HÜDA PAR Genel Başkanı Sağlam, yeni anayasa çalışmaları çerçevesinde Yeniden Refah Partisi Genel Başkanı Erbakan'ın, partisinin Ankara'daki genel merkezinde ziyaret etti.
İki lider, baş başa görüşmenin ardından ortak basın açıklaması düzenledi, gazetecileri sorularını yanıtladı.
Yeni anayasa çalışmalarının uzun zamandır ülkenin gündeminde olduğunu ancak rahat bir şekilde tartışılan ve konuşulan bir konu olmaktan uzak olduğunu söyleyen Sağlam, anayasa çalışmalarının hep bir dirençle karşılaştığını belirtti. Sağlam, buna rağmen geçmişte, yeni anayasa yapma iradesinin ortaya konulmasını bir "eşik" olarak önemli olduğunu ifade etti.
1982 Anayasasının, 1980 darbesini gerçekleştiren askeri cunta tarafından bu millete dayatılan bir anayasadır olduğunu belirten Sağlam, "Bir çok kez değiştirilmesine rağmen maalesef o askeri cuntanın ruhu bu anayasadan gitmediği için ilk günden itibaren bu sıkıntılar görülüyor ve sürekli 'yeni anayasaya ihtiyaç var' anlayışı bu toplumda hep olageldi." dedi.

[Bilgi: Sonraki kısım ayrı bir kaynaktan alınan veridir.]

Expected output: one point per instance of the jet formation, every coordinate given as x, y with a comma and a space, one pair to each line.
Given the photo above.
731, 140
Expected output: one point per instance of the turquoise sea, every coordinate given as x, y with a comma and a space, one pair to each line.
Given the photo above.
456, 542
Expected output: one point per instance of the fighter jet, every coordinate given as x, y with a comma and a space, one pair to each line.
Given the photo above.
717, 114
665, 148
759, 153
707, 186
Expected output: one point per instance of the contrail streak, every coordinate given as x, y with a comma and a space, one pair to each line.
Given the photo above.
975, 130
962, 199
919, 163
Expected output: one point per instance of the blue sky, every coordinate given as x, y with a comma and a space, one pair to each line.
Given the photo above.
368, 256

"Anayasada, insanların rahat ve huzurlu bir şekilde yaşamasına engel olunan, set çekilen bazı hususlar var"
Yeni anayasalarda toplumun tüm kesimlerin bir araya gelip düşüncelerin söylemesi gerektiğine inandıklarını ifade eden Sağlam, "Anayasa ilgili sözlerimizi siyasi partilere götürüyoruz. STK'lara götüreceğiz. Dile getireceğimiz bu sözler bir anayasa taslağı değil. 80-90 yıldan beridir insanlarımızın şikayet ettiği, anayasada olmaması gerektiği konusunda çıkarımlarımız var. Bir de anayasada güvence altına alınmadığı için temel hakları kullanma ve insanların rahat ve huzurlu bir şekilde yaşamasına engel olunan, set çekilen bazı hususlar var. Bunların da anayasa güvencesine alınmasına dair önerilerimizi sunduk." diye konuştu.
"Toplumun her kesimine hak ettiği refahtan hak ettiği payı almasını sağlayacak adımların atılması önemli"

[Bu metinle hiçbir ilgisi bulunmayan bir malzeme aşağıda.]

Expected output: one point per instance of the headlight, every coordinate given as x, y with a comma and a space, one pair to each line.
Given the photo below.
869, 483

Yeni anayasa çalışmalarında "adalet" boyutunun çok önemli olduğunu ancak "refah" boyutunun da göz önünde bulundurulması gerektiğine dikkat çeken Erbakan, "Adaleti tesis etmek elbette ki hayati öneme sahip. Adalet olmada saadet, selamet, huzur, barış olması mümkün değil. Ama aynı zamanda refah sorununun çözülmesi, toplumun her kesimine hak ettiği refahtan hak ettiği payı almasını sağlayacak adımların atılması önemli." ifadelerini kullandı.
Erbakan, konuşmasının devamında, geçtiğimiz gün Cumhurbaşkanı Erdoğan tarafından açıklanan Ekonomik Reform Paketi'ne ilişkin eleştirilerini yöneltti.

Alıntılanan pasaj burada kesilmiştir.